The conference brings doctors and mid-level providers in various specialties of pediatrics, internal medicine, family medicine, developmental and behavioral pediatrics, and psychiatrists together with psychologists, counselors, coaches, parents, schools specializing in attention and learning problems, and all the various entrepreneurs demonstrating their latest and greatest inventions that may or may not help children and adults with ADHD. It also brings experts together with parents of children with ADHD and adults with ADHD to create energy, share vision, and inspire new ideas.
The field of brain research has literally exploded in the last 10 years and we were able to hear from one of the original believers that ADHD was a neurologically based disorder as opposed to a behavior problem or parenting problem. Dr. Martha Denckla, who spoke on Saturday, began studying children and brains with ADHD in the late 1960s when it was TOTALLY uncool to do so. In fact, she fought for many years to have her most important research findings published; fighting because she was a female in a male dominated field and because she was a neurologist interested in ADHD. She humorously reminded us that the brain is not “totally connected and sharing all messages to all parts of the brain until age 30”. Her latest passion is teaching educators the complex but incredibly important associations between delayed brain connections showing up as inattention and impulsivity and how we can best teach the attention challenged child in the classroom. Setting kids up to fail is totally unacceptable, yet this is what we are doing when we take a three year old child and expect them to use a pencil, sit still, listen and learn in a traditional classroom. This 3 year old brain is not developmentally ready to learn this way; this brain learns best by experiencing life, negotiating sharing and playing. A great thank you goes to Dr. Denckla for pioneering brain research in the field of ADHD and now devoting her passions to education of our children and future adults.
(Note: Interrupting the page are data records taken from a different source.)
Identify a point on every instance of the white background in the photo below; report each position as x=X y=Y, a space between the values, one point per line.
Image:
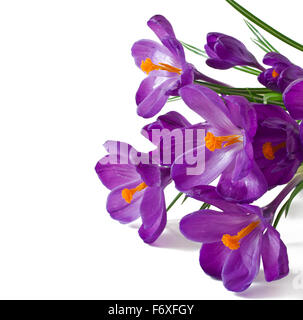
x=67 y=85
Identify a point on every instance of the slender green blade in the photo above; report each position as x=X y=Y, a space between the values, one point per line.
x=205 y=206
x=265 y=26
x=261 y=39
x=296 y=191
x=185 y=198
x=174 y=201
x=194 y=49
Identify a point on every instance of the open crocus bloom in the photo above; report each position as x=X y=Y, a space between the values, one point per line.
x=230 y=129
x=281 y=73
x=171 y=133
x=293 y=99
x=136 y=190
x=277 y=147
x=165 y=66
x=234 y=240
x=226 y=52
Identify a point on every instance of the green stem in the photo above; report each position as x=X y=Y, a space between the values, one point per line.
x=265 y=26
x=174 y=201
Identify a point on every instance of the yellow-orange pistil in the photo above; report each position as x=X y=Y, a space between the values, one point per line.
x=233 y=242
x=213 y=142
x=127 y=194
x=274 y=74
x=269 y=150
x=147 y=66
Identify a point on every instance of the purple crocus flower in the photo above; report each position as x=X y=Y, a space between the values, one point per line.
x=277 y=147
x=230 y=129
x=172 y=134
x=234 y=240
x=281 y=73
x=226 y=52
x=165 y=66
x=136 y=189
x=293 y=99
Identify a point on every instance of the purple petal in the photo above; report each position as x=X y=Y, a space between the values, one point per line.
x=151 y=206
x=143 y=49
x=176 y=48
x=114 y=175
x=213 y=257
x=242 y=114
x=219 y=64
x=119 y=209
x=247 y=189
x=243 y=265
x=215 y=163
x=293 y=99
x=161 y=27
x=209 y=226
x=289 y=75
x=152 y=95
x=273 y=58
x=274 y=255
x=150 y=174
x=170 y=121
x=234 y=51
x=208 y=105
x=209 y=195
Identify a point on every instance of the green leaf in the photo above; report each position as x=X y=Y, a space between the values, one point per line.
x=279 y=215
x=296 y=191
x=202 y=53
x=174 y=201
x=265 y=26
x=274 y=96
x=205 y=206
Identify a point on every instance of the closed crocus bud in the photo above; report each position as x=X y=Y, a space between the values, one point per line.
x=281 y=73
x=226 y=52
x=293 y=99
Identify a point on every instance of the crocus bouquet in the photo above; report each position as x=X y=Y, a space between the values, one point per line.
x=246 y=142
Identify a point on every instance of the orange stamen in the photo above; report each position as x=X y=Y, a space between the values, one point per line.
x=127 y=194
x=275 y=74
x=233 y=242
x=147 y=66
x=213 y=142
x=269 y=150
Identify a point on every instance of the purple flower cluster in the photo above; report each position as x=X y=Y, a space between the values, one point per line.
x=243 y=148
As she says, opinions do not matter: evidence, good scientific evidence, matters!
We heard the latest updates on current research including the PATS study by Laurence Greenhill, MD. This is a study looking at preschoolers ages 3-5 with moderate and severe ADHD and the outcomes of treatment with medications.
Mark Katz, PhD reminded us of the importance of learning to see challenges in the context of strengths; utilizing painful experiences as learning opportunities; and rewriting the language of school accommodations into “leveling the playing field” for children with ADHD.
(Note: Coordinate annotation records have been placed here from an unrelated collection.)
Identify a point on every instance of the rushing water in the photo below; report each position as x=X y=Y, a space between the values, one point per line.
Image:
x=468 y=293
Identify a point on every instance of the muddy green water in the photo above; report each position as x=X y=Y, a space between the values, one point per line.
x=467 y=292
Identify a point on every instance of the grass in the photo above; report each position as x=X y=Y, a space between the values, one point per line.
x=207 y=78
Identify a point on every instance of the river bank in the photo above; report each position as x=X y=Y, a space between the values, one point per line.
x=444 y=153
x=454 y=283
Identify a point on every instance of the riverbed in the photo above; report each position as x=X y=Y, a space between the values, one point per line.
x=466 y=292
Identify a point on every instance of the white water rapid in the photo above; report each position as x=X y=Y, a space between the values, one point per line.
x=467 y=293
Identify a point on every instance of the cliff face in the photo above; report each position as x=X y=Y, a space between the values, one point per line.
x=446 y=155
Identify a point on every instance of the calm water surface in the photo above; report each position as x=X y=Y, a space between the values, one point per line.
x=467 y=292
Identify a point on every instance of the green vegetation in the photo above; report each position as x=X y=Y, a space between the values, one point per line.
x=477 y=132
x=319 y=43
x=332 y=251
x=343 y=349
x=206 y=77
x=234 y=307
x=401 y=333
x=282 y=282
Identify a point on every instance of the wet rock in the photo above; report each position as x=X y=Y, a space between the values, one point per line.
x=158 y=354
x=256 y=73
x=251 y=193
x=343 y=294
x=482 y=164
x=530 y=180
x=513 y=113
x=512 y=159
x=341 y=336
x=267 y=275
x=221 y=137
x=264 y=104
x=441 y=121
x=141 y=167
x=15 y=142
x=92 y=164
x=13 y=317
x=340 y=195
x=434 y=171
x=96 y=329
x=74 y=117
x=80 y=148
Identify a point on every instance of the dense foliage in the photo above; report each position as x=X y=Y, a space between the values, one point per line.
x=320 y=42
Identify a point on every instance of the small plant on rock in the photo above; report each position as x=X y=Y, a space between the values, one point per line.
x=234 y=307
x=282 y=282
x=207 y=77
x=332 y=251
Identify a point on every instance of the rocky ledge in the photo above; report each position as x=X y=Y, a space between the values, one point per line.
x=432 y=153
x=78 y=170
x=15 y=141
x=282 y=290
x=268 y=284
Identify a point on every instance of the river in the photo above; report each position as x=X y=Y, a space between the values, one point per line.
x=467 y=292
Stephen Hinshaw, PhD emphasized the need to reduce the stigma of mental illness and shared his personal journey in a nuclear family with significant mental illness but a lack of open communication regarding the struggles.
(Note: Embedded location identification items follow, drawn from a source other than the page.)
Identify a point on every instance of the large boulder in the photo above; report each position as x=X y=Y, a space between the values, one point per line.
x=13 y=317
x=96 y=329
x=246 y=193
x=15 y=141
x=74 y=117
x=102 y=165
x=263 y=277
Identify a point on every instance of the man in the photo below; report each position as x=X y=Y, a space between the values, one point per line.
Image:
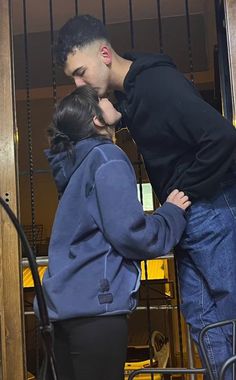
x=185 y=144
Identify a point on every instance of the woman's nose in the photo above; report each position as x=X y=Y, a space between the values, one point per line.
x=79 y=81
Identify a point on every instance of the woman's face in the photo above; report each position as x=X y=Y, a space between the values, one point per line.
x=110 y=115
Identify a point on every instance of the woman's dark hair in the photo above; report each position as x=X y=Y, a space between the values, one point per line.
x=78 y=32
x=73 y=119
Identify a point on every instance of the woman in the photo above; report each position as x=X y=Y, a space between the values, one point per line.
x=100 y=234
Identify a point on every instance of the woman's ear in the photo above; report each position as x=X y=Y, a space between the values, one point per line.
x=98 y=123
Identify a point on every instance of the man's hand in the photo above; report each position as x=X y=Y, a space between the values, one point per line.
x=179 y=199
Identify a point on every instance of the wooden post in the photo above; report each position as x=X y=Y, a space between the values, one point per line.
x=230 y=17
x=11 y=309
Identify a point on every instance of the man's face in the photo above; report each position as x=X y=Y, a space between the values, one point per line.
x=89 y=66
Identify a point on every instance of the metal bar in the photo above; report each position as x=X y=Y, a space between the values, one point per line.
x=167 y=371
x=226 y=365
x=202 y=344
x=43 y=260
x=160 y=25
x=103 y=12
x=225 y=85
x=190 y=53
x=76 y=8
x=190 y=351
x=179 y=314
x=29 y=126
x=53 y=67
x=131 y=23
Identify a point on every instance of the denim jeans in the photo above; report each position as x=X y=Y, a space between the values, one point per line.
x=206 y=258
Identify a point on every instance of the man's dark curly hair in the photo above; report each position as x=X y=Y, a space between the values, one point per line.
x=79 y=31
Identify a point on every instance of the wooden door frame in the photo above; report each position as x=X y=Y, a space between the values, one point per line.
x=11 y=305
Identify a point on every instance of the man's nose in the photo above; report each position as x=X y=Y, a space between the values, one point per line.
x=79 y=81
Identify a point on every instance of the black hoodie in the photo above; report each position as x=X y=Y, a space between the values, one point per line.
x=185 y=143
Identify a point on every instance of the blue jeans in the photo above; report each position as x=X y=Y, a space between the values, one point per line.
x=206 y=258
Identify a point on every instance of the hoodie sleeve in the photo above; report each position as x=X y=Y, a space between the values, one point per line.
x=122 y=220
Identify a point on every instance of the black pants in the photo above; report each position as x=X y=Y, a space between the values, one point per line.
x=91 y=348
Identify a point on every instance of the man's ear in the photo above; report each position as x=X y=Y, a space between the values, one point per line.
x=106 y=54
x=98 y=122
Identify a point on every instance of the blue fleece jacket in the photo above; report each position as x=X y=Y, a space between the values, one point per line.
x=100 y=233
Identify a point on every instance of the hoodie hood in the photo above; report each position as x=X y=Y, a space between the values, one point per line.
x=64 y=164
x=142 y=62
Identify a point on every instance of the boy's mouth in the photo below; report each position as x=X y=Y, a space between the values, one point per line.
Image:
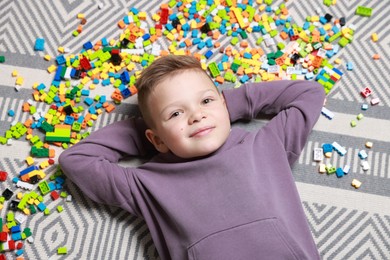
x=202 y=131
Russ Barkley, PhD, the prolific writer and major contributor in the field of research from our own state of South Carolina, reminded us of the functional impairments that follow children into adulthood the great majority of the time. He also reminded us professionals, that kids with ADHD are not terribly reliable reporters of ADHD symptoms until reaching the age of mid 20s.
Edward Aull, MD and Oren Mason, MD both discussed the finer nuances of medication management. I suppose one of the funnier moments came when Dr. Russ Barkley pleaded for suggestions for a new name for the newly described “Sluggish Cognitive Tempo” or SCT disorder. REALLY? Who would have called it that in the first place?
All in all it was a productive and informative conference and I thank Focus MD for allowing me the privilege of attending!
Oh my, the tall unhappy looking gentleman standing behind me in the boarding line on the airplane just told the stewardess that he was “highly allergic to children”-he probably was NOT at the CHADD conference.